The oldest known show cave in the world is probably Reed Flute Cave in China with inscriptions from 792 in the time of the Tang dynasty. Other old show caves are Postojna Cave in Slovenia, with the presumed first record of a cave tour in 1213. Other early show caves are Jasov Cave in Slovakia with inscriptions from 1452, the Sontheimer Höhle in Germany which was reportedly visited by Herzog Ulrich von Württemberg on 20 May 1516 and Vilenica Cave in Slovenia where entrance fees were taken from 1633 on. In 1649, the first "authorized" cave guide started guiding Baumannshöhle in the Harz in Germany though this cave was intensively visited much earlier.

The development of electric lighting enabled the illumination of show caves. Early experiments with electric light in caves were carried out by Lieutenant Edward Cracknel in 1880 at Chifley Cave, Jenolan Caves, Australia.
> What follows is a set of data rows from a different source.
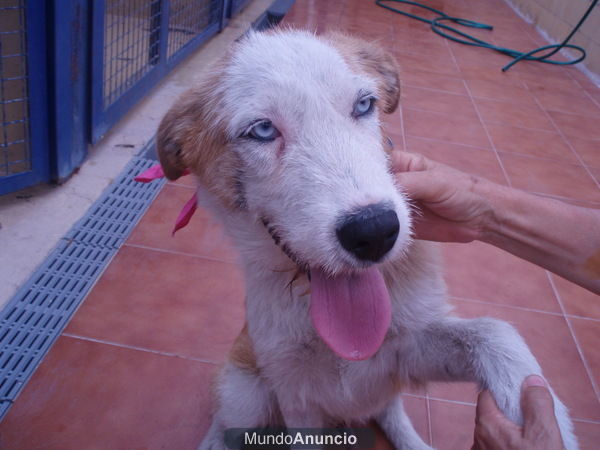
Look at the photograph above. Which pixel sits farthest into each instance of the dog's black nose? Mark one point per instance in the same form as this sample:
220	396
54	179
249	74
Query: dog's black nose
369	232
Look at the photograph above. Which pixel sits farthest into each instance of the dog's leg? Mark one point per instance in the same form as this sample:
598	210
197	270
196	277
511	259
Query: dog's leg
488	351
243	401
398	427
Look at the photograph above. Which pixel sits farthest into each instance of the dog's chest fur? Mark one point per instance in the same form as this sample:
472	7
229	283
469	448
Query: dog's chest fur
294	359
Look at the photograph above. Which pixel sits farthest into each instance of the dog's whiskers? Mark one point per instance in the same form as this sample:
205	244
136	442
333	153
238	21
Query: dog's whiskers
302	266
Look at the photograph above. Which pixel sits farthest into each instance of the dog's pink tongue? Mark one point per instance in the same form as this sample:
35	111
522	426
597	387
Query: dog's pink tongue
351	313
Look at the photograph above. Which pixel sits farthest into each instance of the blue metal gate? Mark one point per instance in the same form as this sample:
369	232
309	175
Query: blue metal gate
23	95
136	42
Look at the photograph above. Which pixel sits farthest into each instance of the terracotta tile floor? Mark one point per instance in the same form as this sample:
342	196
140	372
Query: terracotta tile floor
133	368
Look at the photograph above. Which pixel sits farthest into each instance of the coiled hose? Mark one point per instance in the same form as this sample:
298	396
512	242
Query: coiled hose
463	38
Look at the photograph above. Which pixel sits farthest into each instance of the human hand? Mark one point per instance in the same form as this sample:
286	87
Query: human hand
452	203
493	431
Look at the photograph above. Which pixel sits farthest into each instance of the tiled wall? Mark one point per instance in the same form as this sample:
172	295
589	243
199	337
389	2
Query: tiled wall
558	17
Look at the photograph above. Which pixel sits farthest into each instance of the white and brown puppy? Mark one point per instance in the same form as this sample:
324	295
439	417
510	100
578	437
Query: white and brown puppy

In 1881, Sloupsko-Šošůvské Jeskyně, Czech Republic, became the first cave in the world with electric arc light. This light did not use light bulbs, but electric arc lamps with carbon electrodes, which burned down and had to be replaced after some time.

The first cave in the world with electric light bulbs as we know them today was the Kraushöhle in Austria in 1883. But the light was abandoned after only seven years and then visited with carbide lamps for decades. Today the cave is guided with handheld LED lamps. In 1884, two more caves were equipped with electric light, Postojna Cave, Slovenia, and Olgahöhle, Germany.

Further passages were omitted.